Another expected benefit from Tres Amigas: fewer blackouts. In the last 20 years, blackouts have increased 124 percent in the United States.
Construction begins next year and ideally it will become operational in 2014. CH2M Hill will oversee construction and a list of the participants reads like the program from Battle of the Smart Grid Stars.
"The three grids are like three giant ocean liners that you are attempting to tie together," Randy Connett, T&D services head at CH2M Hill told us last year.
It also lays the groundwork for expanding HVDC in the U.S., a technology that's gaining ground in Europe and Asia and that will likely play a key role in integrating resources like offshore wind here. Wind and solar farms produce DC power, so HVDC cuts down on the losses that occur when converting that DC power to AC power that the grid can transmit. Line losses on HVDC are also lower. The three U.S. grids will still deliver AC power to your home. HVDC will be used in the transmissions between them.

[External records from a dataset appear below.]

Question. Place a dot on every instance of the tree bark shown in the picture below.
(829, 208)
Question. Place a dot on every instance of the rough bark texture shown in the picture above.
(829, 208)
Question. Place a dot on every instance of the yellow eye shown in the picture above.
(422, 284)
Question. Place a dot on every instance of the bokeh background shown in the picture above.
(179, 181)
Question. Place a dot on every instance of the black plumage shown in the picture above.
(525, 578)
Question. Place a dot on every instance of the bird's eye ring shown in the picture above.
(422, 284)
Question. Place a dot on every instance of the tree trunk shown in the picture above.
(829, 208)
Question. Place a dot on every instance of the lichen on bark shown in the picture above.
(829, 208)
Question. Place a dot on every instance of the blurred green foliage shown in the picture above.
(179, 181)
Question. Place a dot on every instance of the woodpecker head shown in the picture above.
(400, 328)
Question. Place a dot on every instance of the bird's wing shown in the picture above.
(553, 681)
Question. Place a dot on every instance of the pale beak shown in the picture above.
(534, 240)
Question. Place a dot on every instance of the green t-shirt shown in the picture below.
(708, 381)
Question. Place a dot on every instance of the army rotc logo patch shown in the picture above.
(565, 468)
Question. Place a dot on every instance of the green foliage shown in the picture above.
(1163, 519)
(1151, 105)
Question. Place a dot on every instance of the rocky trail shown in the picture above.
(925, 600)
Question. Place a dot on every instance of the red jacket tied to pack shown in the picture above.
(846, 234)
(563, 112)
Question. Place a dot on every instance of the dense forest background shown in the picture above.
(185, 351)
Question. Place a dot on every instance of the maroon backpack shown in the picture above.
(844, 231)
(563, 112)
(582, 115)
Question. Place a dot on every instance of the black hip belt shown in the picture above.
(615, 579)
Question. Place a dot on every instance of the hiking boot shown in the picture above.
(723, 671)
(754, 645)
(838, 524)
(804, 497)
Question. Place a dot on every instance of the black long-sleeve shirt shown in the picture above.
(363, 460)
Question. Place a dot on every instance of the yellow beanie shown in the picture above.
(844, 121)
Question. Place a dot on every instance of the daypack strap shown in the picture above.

Two-line HVDC transmission systems can also be less expensive than three-line AC systems, particularly in situations where power must travel hundreds of miles. Another advantage of HVDC lines: they can significantly simplify the siting process and they can be built underground or underwater over long distances with little line loss.
ABB built the first 200-mile,100-kilovolt, 20-megawatt DC line in Sweden in the 1950s. China built a 1,200-megawatt capacity DC project in the late 1980s to deliver remote hydroelectric power to burgeoning urban populations.
There are now more than 145 working or pending HVDC projects worldwide.